Charlie stepped forward, “Jed, who are you shitting? I recognize you and your brother from the last time you tried to steal our food. Set the bags and rifles down very slowly, or you’ll be shot before you can pray to your maker.”
Jed said, “You wouldn’t shoot a man for trying to feed his family, would you?”
The bags and guns were on the ground when Charlie replied. “No, I wouldn’t execute you for trying to feed your family, but I’ll execute you for trying to take food out of my family’s mouths. You have a minute to say a prayer before your sentence is executed.”
All three begged and pleaded for their lives while wasting their time to pray. Three shots rang out in the early dawn, and three thieves were dispatched and then buried by the road after Bob fetched a backhoe. Later that morning, they placed crosses on the men’s graves, and Charlie made a big sign that read, Chicken thieves, shot on sight.
Charlie was in his late fifties and had been a farmer all of his life. His face had the look of weather-beaten leather, and his hands had battle scars from fighting hay balers, old tractors, and barbed wire. His teeth were tobacco-stained from the wintergreen can of Copenhagen in his back pocket. He didn’t talk much, but when he d
id, others listened carefully with their mouths shut. He didn’t joke around much, but would be the one who pulled a prank on his son or grandson and snicker to himself. He hadn’t pulled any pranks since the bloody face disease hit the country.

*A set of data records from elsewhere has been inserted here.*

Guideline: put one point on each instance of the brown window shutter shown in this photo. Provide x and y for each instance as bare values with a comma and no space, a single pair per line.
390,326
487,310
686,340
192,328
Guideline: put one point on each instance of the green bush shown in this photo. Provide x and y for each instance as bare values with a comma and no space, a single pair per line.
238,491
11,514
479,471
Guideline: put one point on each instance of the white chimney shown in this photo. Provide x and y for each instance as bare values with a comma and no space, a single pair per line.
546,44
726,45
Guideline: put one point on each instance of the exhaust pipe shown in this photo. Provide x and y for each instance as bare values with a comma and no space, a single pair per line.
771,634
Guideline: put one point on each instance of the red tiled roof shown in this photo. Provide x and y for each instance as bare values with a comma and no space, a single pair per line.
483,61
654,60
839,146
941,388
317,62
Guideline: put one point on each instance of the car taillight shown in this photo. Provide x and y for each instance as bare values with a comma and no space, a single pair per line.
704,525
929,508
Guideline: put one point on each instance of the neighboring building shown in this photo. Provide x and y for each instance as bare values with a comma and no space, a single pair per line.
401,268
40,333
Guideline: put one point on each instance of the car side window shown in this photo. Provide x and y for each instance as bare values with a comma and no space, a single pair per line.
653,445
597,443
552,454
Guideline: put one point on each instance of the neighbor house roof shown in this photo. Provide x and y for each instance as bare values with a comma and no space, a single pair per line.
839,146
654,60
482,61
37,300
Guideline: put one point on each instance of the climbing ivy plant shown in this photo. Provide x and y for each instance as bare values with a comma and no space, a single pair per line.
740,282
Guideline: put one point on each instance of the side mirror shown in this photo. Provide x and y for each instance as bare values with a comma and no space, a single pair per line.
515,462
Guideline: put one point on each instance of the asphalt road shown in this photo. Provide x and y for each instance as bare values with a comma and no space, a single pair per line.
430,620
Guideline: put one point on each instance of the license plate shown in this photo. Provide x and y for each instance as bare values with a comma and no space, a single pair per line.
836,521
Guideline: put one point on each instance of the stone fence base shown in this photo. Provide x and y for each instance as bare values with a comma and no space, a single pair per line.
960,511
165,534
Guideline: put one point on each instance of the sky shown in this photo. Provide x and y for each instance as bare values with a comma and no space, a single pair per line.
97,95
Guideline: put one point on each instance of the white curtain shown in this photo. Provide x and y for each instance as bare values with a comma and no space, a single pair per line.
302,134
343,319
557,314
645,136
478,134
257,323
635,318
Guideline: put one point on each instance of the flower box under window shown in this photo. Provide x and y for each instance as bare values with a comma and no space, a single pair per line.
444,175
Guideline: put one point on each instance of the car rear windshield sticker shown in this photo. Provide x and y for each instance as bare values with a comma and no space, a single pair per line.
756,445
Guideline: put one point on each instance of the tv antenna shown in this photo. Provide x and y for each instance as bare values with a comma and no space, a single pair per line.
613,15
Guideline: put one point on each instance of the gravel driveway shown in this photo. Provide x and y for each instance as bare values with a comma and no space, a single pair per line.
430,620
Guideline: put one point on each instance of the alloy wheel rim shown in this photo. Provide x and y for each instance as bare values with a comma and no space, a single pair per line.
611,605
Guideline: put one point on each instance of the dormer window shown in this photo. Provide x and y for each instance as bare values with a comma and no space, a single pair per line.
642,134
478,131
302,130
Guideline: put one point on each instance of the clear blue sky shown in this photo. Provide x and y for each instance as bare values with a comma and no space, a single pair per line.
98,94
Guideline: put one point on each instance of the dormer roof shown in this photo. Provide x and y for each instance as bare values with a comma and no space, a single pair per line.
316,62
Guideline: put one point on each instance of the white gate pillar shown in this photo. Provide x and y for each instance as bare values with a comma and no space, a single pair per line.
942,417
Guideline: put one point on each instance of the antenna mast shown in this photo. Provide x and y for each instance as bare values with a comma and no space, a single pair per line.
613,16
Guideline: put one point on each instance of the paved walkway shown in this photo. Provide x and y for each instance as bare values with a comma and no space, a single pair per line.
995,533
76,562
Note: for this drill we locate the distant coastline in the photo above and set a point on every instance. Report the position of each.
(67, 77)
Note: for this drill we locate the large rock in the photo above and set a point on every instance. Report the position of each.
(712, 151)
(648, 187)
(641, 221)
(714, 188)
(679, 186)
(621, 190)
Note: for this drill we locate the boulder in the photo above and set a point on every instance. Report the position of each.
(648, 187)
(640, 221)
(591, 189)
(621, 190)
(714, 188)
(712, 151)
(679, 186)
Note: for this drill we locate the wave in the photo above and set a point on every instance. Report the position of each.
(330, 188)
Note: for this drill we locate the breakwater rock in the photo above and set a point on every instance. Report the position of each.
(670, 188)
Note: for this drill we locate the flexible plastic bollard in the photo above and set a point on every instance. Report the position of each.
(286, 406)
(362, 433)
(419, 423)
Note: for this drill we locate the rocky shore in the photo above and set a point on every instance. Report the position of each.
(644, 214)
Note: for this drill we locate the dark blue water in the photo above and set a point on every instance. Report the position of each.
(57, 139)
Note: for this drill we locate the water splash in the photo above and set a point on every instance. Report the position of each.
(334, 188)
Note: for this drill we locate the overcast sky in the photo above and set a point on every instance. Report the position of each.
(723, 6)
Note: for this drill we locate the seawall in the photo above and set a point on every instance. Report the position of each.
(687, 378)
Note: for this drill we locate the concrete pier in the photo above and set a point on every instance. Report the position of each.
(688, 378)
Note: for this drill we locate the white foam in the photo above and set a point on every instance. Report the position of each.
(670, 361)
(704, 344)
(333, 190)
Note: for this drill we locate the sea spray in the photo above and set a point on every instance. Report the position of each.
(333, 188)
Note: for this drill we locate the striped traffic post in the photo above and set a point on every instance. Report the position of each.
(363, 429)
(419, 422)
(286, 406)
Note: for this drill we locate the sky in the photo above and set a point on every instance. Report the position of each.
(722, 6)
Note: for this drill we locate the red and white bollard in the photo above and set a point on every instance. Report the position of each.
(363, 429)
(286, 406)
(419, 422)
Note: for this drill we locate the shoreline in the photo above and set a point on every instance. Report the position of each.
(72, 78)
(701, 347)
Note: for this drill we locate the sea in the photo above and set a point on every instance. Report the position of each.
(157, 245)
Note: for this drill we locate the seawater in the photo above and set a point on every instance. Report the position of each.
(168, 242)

Charlie drove his old GMC truck home while Bob drove the backhoe back to their farm. His son parked the backhoe in the barn and then rode up to the farmhouse with his dad. Neither took pleasure in ending the thieves’ lives but knew the thievery had to be nipped in the bud before it was open season on the farmers in the Mutual Assistance Group (MAG). A farmer had been killed, and his daughters kidnapped by a roving band that’d come through one night. That was when they’d decided that no one could join them, for fear of the people being infected and the harm any outsiders could do to them.
Granny Jane, Charlie’s mom, and the matriarch of the family sat in her rocker, enjoying a nip of whiskey in her coffee while her daughter-in-law, Betty, fixed breakfast. Granny Jane wore a flowered blouse and long black skirt to hide her disfigured legs, which had been caught against a hay baler’s PTO unit. Her hair had passed the silver stage many years ago and was now in the dingy white faze, but she didn’t care and wore it in a tight bun. Usually with a pencil or darning needle stuck through it. None of the kids or grandkids knew her age. When her son Charlie was asked how old Granny was, he just said, “Dirt.” The person would ask, “What?” Charlie would snicker and reply, “Older than.” Her sharp wit and thirst for knowledge had helped her live a long life and would help keep many of her family alive for a bit longer.